Prime Intellect lança Prime Agent, um harness de código aberto para agentes autónomos
A 5 de agosto a Prime Intellect publicou o Prime Agent, um harness de código aberto concebido para gerir agentes de programação e tarefas autónomas de longa duração. O código está no repositório PrimeIntellect-ai/prime-agent com licença MIT e o anúncio indica que a instalação se faz com um único comando. Introduz uma arquitetura assente no Recursive Language Model (RLM) e num "Continual Harness" formalizado. Ao contrário das soluções estáticas, em que "subagentes, prompts, competências e memória... não se adaptam àquilo que o agente aprende enquanto está a correr", este sistema usa um kernel IPython persistente onde os subagentes funcionam como módulos pré-importados, gerindo o estado através de operações CRUD e de um daemon em segundo plano.

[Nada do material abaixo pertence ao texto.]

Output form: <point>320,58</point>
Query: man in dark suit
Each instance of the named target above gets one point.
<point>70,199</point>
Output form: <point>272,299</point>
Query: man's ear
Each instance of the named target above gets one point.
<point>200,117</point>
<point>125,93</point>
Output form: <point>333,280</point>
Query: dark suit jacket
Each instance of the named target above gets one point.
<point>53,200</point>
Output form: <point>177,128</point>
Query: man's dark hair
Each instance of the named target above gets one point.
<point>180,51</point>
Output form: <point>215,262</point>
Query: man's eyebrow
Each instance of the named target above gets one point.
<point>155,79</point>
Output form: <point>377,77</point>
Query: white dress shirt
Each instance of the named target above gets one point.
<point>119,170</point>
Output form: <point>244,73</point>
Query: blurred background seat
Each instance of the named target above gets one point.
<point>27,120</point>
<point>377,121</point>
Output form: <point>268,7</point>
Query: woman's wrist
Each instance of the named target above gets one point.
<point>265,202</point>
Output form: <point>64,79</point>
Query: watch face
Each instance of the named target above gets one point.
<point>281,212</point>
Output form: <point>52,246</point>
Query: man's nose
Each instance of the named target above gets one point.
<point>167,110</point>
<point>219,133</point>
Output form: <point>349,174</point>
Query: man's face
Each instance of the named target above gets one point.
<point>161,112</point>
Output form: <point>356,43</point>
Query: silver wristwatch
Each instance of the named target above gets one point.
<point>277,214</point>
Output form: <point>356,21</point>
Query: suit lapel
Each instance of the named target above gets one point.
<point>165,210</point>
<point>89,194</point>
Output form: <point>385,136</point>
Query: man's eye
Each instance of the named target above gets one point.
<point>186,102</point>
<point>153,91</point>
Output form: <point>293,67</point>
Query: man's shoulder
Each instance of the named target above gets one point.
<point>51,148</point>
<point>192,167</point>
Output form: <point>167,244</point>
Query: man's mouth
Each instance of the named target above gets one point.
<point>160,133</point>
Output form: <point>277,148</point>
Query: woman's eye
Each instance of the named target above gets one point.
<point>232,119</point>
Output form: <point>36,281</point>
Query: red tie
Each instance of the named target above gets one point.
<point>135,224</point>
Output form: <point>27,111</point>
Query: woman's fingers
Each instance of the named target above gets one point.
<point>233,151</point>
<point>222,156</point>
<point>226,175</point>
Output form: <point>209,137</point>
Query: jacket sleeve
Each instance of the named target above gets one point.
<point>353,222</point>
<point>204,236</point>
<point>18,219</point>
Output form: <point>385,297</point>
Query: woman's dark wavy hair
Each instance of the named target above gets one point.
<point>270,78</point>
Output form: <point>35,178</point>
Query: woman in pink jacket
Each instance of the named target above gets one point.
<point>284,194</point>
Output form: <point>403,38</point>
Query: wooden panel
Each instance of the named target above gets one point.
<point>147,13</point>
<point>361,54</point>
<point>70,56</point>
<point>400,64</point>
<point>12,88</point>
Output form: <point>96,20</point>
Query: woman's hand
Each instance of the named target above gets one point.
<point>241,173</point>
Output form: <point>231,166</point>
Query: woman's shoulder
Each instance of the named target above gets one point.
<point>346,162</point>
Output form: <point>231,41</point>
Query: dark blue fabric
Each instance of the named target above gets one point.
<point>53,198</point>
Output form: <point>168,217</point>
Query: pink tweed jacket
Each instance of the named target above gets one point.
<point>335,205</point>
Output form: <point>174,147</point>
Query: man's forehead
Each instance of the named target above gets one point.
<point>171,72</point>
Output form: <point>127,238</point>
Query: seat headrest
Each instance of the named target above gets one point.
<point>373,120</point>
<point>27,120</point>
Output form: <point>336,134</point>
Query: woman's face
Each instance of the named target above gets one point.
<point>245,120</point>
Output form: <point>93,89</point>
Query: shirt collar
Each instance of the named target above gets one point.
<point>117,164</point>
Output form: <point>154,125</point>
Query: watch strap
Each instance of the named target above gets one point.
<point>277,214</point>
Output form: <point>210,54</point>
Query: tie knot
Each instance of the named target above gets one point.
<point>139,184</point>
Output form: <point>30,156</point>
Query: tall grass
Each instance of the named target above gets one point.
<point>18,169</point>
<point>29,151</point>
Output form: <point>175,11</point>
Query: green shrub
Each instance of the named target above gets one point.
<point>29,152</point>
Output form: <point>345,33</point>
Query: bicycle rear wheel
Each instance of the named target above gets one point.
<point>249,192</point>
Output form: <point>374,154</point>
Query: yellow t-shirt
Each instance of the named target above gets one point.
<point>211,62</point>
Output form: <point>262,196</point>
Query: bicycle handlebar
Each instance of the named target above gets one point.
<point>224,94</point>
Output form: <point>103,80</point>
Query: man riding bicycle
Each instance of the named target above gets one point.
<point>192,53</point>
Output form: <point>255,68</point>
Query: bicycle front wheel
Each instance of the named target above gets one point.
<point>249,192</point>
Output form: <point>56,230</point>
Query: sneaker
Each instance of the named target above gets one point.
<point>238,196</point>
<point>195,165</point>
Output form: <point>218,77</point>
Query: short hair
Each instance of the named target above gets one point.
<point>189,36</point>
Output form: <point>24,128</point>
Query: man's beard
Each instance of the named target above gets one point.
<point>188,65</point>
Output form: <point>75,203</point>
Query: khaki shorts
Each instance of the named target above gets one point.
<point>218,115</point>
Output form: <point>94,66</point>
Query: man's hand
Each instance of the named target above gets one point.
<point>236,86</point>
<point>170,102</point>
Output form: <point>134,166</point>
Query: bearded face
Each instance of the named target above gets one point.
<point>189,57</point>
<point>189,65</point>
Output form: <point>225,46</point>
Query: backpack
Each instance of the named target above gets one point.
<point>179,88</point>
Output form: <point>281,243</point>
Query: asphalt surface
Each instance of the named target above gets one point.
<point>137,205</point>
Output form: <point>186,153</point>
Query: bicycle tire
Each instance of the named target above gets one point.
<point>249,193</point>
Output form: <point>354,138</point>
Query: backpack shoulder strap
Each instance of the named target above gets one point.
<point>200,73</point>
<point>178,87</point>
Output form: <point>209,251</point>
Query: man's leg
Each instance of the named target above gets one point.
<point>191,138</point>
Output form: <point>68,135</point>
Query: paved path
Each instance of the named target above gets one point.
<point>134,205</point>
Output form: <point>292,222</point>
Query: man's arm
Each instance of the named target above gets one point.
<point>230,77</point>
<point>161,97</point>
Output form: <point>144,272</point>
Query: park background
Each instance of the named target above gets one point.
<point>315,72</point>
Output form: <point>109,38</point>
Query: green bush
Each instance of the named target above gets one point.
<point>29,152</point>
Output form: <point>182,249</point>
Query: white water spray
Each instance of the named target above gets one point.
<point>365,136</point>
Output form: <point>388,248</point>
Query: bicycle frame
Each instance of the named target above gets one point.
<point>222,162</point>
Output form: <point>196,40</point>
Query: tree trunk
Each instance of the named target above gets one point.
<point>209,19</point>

Segundo o anúncio oficial, o Prime Agent terá alcançado 95,5% na métrica RHAE Best@1 do ARC-AGI-3 com o modelo Opus 5, uma décima acima da referência humana de 95,4%. As três execuções apresentadas dão 95,0%, 95,2% e 95,5%: o valor citado é, portanto, o melhor dos três. Importa precisar que se trata de dados fornecidos pelo próprio fabricante, sem validação independente da ARC Prize Foundation. A Prime Intellect coloca o seu harness à frente das ferramentas proprietárias associadas a cada modelo em 8 de 9 avaliações com o GLM-5.2 e em 6 de 9 tanto com o Opus 5 como com o GPT-5.6 Sol, num conjunto de nove testes de contexto longo, e afirma obter esses resultados com um consumo total de tokens inferior ao do harness nativo de cada modelo.

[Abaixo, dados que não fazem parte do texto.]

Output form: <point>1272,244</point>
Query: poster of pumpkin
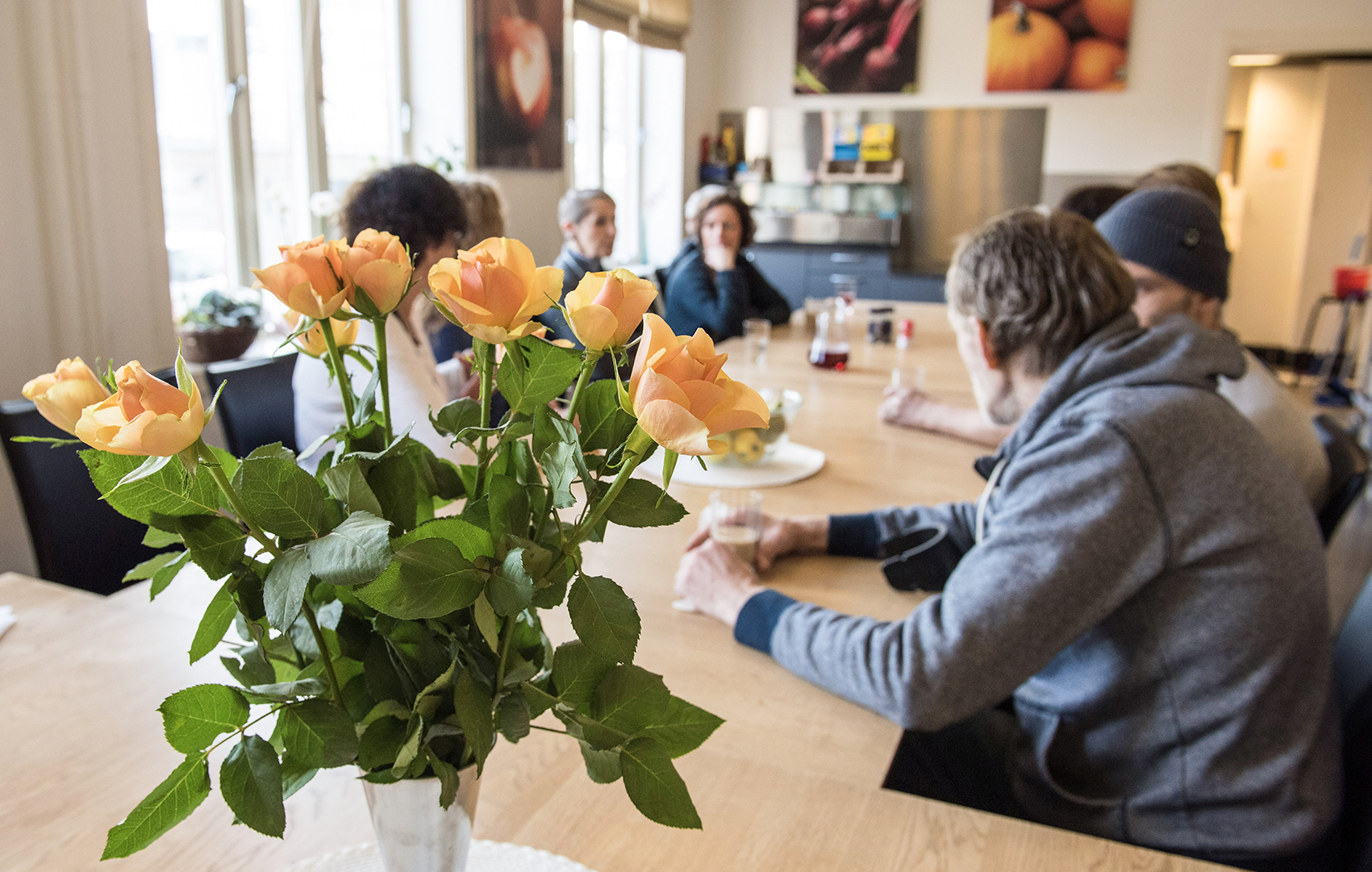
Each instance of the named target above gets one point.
<point>519,82</point>
<point>1058,44</point>
<point>857,45</point>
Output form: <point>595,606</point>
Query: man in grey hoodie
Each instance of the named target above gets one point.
<point>1141,578</point>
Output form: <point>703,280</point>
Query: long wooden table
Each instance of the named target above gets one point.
<point>790,780</point>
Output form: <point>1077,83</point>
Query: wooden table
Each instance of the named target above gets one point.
<point>790,780</point>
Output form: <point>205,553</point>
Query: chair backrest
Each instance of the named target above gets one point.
<point>258,405</point>
<point>1353,682</point>
<point>77,538</point>
<point>1348,472</point>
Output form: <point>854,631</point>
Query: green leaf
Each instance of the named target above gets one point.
<point>560,468</point>
<point>472,540</point>
<point>448,776</point>
<point>603,766</point>
<point>653,785</point>
<point>512,713</point>
<point>317,734</point>
<point>427,579</point>
<point>381,744</point>
<point>250,782</point>
<point>219,617</point>
<point>215,542</point>
<point>353,553</point>
<point>150,566</point>
<point>509,590</point>
<point>286,586</point>
<point>642,503</point>
<point>577,674</point>
<point>604,617</point>
<point>534,372</point>
<point>156,499</point>
<point>630,698</point>
<point>604,424</point>
<point>457,415</point>
<point>169,803</point>
<point>473,711</point>
<point>162,578</point>
<point>160,539</point>
<point>348,483</point>
<point>682,727</point>
<point>281,498</point>
<point>194,717</point>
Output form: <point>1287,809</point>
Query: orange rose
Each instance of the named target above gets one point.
<point>605,307</point>
<point>682,397</point>
<point>60,395</point>
<point>381,265</point>
<point>144,417</point>
<point>311,342</point>
<point>311,277</point>
<point>493,290</point>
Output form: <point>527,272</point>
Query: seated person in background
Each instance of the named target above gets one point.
<point>1170,241</point>
<point>485,219</point>
<point>1092,201</point>
<point>422,209</point>
<point>1162,639</point>
<point>587,221</point>
<point>716,287</point>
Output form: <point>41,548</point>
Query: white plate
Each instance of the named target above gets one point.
<point>485,857</point>
<point>790,462</point>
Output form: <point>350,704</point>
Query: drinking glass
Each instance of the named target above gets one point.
<point>757,337</point>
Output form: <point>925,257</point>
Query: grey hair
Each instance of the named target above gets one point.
<point>1040,284</point>
<point>577,205</point>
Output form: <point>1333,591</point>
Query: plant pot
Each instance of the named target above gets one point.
<point>220,344</point>
<point>413,832</point>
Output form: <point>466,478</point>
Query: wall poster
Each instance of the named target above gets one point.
<point>518,59</point>
<point>1058,44</point>
<point>857,45</point>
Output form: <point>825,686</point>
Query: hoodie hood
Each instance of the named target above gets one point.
<point>1121,356</point>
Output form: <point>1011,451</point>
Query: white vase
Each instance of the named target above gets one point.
<point>415,832</point>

O lançamento vem acompanhado de casos de estudo que vão da escrita de emuladores em Rust para consolas retro à condução automatizada de partidas de Factorio. A documentação inclui, porém, um aviso explícito de segurança: o ambiente não é uma "sandbox de segurança" e recomenda-se o seu uso em clones descartáveis ou em ambientes restritos. A publicação chama a atenção para um aspeto muitas vezes esquecido: o desempenho dos agentes depende cada vez mais da engenharia de software que os envolve do que apenas da potência do modelo subjacente.
— Olya Numa época obcecada com os parâmetros dos modelos, é reconfortante ver alguém concentrado na arquitetura de execução; pena que, para confirmar se o harness cumpre o que promete, seja preciso confiar nas estimativas de quem o vende.

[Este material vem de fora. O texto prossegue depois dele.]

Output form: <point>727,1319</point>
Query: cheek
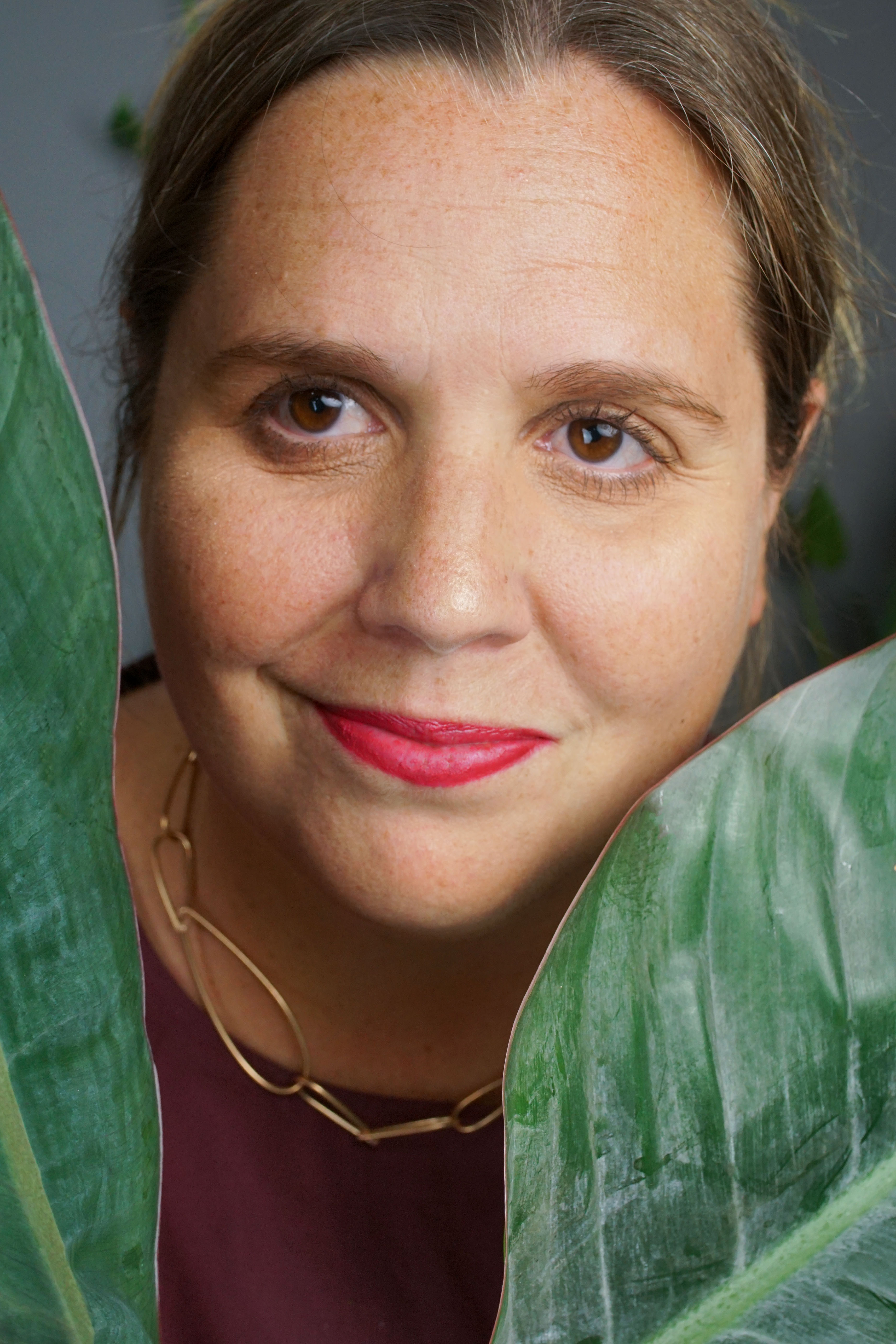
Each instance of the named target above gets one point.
<point>652,616</point>
<point>238,570</point>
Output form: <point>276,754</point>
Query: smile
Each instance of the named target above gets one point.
<point>429,752</point>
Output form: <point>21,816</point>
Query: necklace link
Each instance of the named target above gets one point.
<point>314,1093</point>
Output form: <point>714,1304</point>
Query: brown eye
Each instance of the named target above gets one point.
<point>594,441</point>
<point>315,411</point>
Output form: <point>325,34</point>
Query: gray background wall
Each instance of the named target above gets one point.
<point>65,62</point>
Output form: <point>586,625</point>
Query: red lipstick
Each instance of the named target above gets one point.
<point>429,752</point>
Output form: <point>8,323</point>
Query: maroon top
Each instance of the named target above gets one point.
<point>279,1228</point>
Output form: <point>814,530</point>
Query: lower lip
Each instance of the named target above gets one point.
<point>435,756</point>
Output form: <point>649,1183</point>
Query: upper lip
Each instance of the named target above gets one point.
<point>436,732</point>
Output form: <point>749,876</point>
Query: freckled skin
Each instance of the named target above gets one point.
<point>445,564</point>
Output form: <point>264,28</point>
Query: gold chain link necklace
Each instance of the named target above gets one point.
<point>304,1087</point>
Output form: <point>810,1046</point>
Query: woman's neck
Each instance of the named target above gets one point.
<point>385,1007</point>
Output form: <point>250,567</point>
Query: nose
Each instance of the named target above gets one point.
<point>447,565</point>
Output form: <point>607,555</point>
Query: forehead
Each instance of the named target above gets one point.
<point>410,207</point>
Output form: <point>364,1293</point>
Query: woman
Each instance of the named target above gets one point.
<point>469,354</point>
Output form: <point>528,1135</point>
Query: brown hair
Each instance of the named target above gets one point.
<point>721,68</point>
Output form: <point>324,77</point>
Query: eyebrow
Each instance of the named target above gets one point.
<point>589,378</point>
<point>618,382</point>
<point>285,351</point>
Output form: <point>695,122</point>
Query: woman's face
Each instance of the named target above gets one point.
<point>460,423</point>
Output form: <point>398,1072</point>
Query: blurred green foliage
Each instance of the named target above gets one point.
<point>819,542</point>
<point>124,124</point>
<point>124,127</point>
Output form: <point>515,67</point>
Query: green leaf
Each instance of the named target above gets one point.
<point>78,1119</point>
<point>125,127</point>
<point>820,532</point>
<point>702,1085</point>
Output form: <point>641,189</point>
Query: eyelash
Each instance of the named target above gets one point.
<point>594,484</point>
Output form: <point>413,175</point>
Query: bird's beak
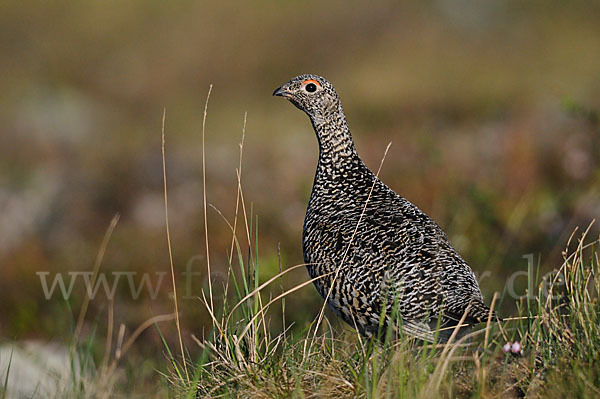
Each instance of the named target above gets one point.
<point>282,92</point>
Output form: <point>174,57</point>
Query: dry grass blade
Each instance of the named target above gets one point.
<point>97,263</point>
<point>204,198</point>
<point>175,299</point>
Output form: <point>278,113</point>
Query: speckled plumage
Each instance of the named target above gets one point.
<point>371,247</point>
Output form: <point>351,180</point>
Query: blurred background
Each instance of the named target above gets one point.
<point>491,108</point>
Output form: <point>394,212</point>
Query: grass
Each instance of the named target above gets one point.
<point>558,329</point>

Come Olya ha verificato questa notizia
- Verificato
- Lido o anúncio oficial no blogue da Prime Intellect (fonte primária) para a arquitetura, os números do ARC-AGI-3, os modelos testados e as comparações; aberto o repositório oficial no GitHub para a licença MIT, a descrição do projeto e o aviso de segurança. Os mesmos números foram encontrados em duas fontes independentes (MarkTechPost e Crypto Briefing), que coincidem em 95,5% Best@1, 99,97% Best@3, 183/183 níveis e na comparação 8/9, 6/9, 6/9. Registada a discrepância de data entre o anúncio (5 de agosto) e a imprensa (6 de agosto). Nenhuma confirmação independente da pontuação junto da ARC Prize Foundation: o limite fica declarado nas incertezas. Descartadas, conforme o procedimento, as notícias sem fonte primária da empresa e as já cobertas pelo site.
- Incertezze
- Os números são declarações do fabricante: no momento da verificação não consta validação independente da ARC Prize Foundation nem uma entrada correspondente numa classificação oficial verificada. A margem sobre a referência humana é de uma décima (95,5% contra 95,4%), ou seja, dentro da variabilidade das três execuções apresentadas (95,0–95,5). O que a métrica RHAE Best@1 mede exatamente e em que condições decorreu o teste (número de tentativas, orçamento de computação, custos) não é reconstituível de fora. A data de publicação é 5 de agosto segundo o anúncio oficial, mas parte da imprensa especializada aponta 6 de agosto. O anúncio não esclarece se as comparações com os harness proprietários usam as versões e definições predefinidas dessas ferramentas.
- Perché pubblicarla
- Desloca a atenção do modelo para o andaime que o rodeia: é a primeira vez que um harness para agentes com licença aberta (MIT) reivindica resultados iguais ou superiores aos das ferramentas proprietárias associadas aos mesmos modelos, e com menos tokens. Para quem constrói agentes é uma notícia prática e verificável linha a linha, não o anúncio de um produto fechado; ultrapassar a referência humana no ARC-AGI-3 é um título forte e é precisamente por isso que merece ser contado com as suas margens de erro à vista.